Les contempteurs de l’ultralibéralisme devraient-ils dès lors se borner à opérer sur la bande des arrêts d’urgence ? Cette résignation serait-elle la seule option ? L’alternative se limiterait-t-elle à limiter la casse, à réparer les bosses, sans oser proposer une autre voie ?

« L’expérience historique confirme une vérité, l’homme n’aurait pas atteint le possible s’il n’avait pas, à maintes reprises, cherché à atteindre l’impossible », écrivait le philosophe de l’éthique protestante, Max Weber. Spécialiste des mouvements sociaux américains, Michael Kazin partage cette vision.

Dans son dernier livre The American Dreamers. How the Left Changed the Nation (Alfred A. Knopf, 2012), il rappelle qu’aucun des grands mouvements qui ont changé les Etats-Unis, que ce soit la croisade contre l’esclavagisme, la lutte pour des conditions de travail décentes ou les droits des femmes, n’aurait pu prospérer s’il n’avait proposé une utopie, une autre conception de la société. « Qui se serait lancé dans ces campagnes, note-t-il, si ces mouvements avaient renoncé à leur vision d’un monde meilleur et avoué qu’ils ne pourraient apporter que des changements mineurs à la condition humaine ? »

Ces mouvements « révolutionnaires » profondément démocratiques ont réussi parce que leurs partisans osaient « penser grand », même s’ils étaient persuadés que les passions politiques devaient être tempérées et les idéologies totalisantes bridées, afin de rester dans le cadre doré du libéralisme politique.

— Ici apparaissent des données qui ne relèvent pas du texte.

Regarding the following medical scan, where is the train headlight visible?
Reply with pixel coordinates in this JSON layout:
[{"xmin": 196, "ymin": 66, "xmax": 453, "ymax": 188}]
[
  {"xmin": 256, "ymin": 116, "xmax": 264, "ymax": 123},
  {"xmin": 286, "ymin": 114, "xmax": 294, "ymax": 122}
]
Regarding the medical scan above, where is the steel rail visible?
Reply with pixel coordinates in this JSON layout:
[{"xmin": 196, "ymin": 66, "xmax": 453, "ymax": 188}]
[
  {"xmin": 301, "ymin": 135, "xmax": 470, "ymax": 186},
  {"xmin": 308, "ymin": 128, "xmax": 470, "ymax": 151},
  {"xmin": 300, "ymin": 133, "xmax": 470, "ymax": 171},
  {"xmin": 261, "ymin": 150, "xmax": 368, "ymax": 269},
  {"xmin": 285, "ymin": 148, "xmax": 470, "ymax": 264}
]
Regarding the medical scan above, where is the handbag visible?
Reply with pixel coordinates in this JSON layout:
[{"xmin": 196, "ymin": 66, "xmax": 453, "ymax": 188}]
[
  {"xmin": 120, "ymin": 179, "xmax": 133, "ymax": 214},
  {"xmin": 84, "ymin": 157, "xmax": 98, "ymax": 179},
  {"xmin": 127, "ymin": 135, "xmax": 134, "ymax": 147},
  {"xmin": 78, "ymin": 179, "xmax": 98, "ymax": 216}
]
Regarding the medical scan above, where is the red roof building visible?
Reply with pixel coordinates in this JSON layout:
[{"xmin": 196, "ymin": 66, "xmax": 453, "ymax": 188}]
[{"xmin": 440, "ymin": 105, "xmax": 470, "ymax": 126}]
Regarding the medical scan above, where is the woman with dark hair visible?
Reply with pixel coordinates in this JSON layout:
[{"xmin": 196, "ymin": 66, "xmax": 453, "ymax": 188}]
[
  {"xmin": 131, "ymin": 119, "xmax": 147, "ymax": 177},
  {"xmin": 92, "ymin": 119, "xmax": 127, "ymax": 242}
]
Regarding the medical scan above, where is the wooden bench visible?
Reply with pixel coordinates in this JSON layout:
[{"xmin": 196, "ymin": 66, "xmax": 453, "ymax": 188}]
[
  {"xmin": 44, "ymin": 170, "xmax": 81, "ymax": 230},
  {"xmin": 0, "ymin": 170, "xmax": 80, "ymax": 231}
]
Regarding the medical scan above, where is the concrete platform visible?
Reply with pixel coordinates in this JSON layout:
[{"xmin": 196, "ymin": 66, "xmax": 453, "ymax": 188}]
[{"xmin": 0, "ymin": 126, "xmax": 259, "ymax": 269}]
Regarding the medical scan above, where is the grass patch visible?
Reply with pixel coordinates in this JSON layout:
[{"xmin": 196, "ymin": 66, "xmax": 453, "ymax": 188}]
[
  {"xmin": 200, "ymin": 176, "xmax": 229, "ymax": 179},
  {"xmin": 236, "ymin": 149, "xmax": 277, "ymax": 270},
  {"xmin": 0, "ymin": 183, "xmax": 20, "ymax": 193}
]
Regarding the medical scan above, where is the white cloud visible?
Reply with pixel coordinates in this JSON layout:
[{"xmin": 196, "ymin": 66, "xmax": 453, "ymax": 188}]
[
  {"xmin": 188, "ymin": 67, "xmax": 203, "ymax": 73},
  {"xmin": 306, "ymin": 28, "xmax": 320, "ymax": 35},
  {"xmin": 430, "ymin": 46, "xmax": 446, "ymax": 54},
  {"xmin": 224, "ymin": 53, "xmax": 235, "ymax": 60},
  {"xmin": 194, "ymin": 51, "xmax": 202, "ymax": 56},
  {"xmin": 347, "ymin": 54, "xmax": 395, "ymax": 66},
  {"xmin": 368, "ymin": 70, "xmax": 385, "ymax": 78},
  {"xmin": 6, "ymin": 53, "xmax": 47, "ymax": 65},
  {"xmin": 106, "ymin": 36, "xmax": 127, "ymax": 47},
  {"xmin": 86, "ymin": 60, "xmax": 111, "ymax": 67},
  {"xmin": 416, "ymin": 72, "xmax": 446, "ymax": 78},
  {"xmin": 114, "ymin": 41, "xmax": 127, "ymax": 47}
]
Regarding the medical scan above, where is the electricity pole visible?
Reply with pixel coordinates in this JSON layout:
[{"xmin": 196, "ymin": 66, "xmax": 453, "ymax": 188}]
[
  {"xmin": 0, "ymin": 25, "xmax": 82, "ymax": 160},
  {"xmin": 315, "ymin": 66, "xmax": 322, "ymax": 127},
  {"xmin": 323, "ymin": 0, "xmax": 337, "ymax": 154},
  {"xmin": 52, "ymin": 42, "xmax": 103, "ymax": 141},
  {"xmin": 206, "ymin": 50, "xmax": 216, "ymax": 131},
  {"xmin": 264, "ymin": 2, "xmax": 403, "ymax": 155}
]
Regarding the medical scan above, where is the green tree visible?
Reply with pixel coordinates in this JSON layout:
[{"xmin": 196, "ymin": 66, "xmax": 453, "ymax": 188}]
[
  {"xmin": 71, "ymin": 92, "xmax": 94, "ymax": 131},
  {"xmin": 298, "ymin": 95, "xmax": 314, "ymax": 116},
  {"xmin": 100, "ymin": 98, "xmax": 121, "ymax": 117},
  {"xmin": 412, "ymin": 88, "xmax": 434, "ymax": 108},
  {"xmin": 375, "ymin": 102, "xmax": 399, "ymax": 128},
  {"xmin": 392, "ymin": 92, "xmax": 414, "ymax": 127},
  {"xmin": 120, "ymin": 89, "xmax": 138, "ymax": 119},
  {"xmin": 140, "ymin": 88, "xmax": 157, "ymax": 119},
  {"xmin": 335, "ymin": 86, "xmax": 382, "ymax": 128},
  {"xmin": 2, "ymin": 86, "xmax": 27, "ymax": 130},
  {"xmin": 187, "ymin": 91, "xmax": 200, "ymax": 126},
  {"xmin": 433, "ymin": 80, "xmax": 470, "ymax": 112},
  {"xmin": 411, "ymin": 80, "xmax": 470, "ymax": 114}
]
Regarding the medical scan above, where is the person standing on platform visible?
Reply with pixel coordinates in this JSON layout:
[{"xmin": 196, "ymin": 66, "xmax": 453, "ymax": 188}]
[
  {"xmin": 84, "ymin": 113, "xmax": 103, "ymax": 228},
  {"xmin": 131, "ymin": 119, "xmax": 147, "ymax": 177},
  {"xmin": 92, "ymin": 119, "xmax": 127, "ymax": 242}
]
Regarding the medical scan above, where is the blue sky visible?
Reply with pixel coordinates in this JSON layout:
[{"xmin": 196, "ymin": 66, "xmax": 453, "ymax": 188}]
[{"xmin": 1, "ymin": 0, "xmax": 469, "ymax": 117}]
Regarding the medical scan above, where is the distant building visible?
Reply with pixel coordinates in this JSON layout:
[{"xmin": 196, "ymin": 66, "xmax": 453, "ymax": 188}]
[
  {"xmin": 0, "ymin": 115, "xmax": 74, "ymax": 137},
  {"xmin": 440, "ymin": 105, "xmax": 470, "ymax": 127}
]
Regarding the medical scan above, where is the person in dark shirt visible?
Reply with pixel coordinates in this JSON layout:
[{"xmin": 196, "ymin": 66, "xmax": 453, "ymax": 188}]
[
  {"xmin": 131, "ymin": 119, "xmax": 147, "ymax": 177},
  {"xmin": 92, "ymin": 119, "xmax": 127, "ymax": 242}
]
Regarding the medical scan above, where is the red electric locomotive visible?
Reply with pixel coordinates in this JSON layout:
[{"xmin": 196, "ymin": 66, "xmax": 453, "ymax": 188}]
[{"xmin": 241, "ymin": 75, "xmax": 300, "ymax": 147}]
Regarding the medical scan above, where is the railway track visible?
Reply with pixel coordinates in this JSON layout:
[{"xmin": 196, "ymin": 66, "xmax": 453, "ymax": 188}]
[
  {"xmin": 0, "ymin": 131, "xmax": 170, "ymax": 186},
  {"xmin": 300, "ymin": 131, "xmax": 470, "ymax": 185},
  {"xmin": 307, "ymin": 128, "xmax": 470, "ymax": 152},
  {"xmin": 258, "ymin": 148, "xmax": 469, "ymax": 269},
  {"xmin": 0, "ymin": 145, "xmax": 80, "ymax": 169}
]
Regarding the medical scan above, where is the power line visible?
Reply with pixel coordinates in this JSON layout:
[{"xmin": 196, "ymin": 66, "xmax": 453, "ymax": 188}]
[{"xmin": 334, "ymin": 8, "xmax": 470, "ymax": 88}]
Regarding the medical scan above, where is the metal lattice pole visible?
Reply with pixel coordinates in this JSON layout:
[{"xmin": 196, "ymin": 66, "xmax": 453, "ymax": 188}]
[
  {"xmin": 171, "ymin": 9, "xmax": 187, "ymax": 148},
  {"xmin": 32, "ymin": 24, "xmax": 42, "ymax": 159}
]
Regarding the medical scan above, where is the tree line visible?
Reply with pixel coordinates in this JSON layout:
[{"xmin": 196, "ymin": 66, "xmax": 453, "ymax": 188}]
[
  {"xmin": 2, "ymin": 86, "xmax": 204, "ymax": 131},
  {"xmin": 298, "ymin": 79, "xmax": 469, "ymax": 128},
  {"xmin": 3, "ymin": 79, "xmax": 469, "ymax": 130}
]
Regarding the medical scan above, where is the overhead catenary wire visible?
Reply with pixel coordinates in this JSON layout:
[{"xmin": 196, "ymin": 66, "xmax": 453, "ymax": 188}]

Le télescopage entre la guerre 40-45 et l’époque confuse dans laquelle nous vivons pourrait paraître excessif, mais dans L’étrange défaite, écrit en 1943, un an avant qu’il ne soit exécuté par la Gestapo, le philosophe Marc Bloch nous livrait une des clés essentielles du combat démocratique. « C’est à force d’utopie que la réalité enfin paraît, écrivait-il. Quoi de plus utopique que l’idée d’organiser dans un pays asservi et jeté au plus bas, un vain sursaut de révolte en un vaste réseau de volontés ? C’est pourtant ainsi que la Résistance a fini par voir le jour. Quoi de plus utopique que le Maquis ? Et voilà que le Maquis se fait réel à force de foi. »

C’est « ainsi », par la réhabilitation d’une utopie, en ayant l’audace de s’extraire de la gestion notariale du déclin de la social-démocratie, en récusant toute réaction populiste au désaveu de l’ultralibéralisme, que nos sociétés parviendront à s’opposer aux forces crispées, régressistes, identitaires ou intégristes, qui insultent notre avenir.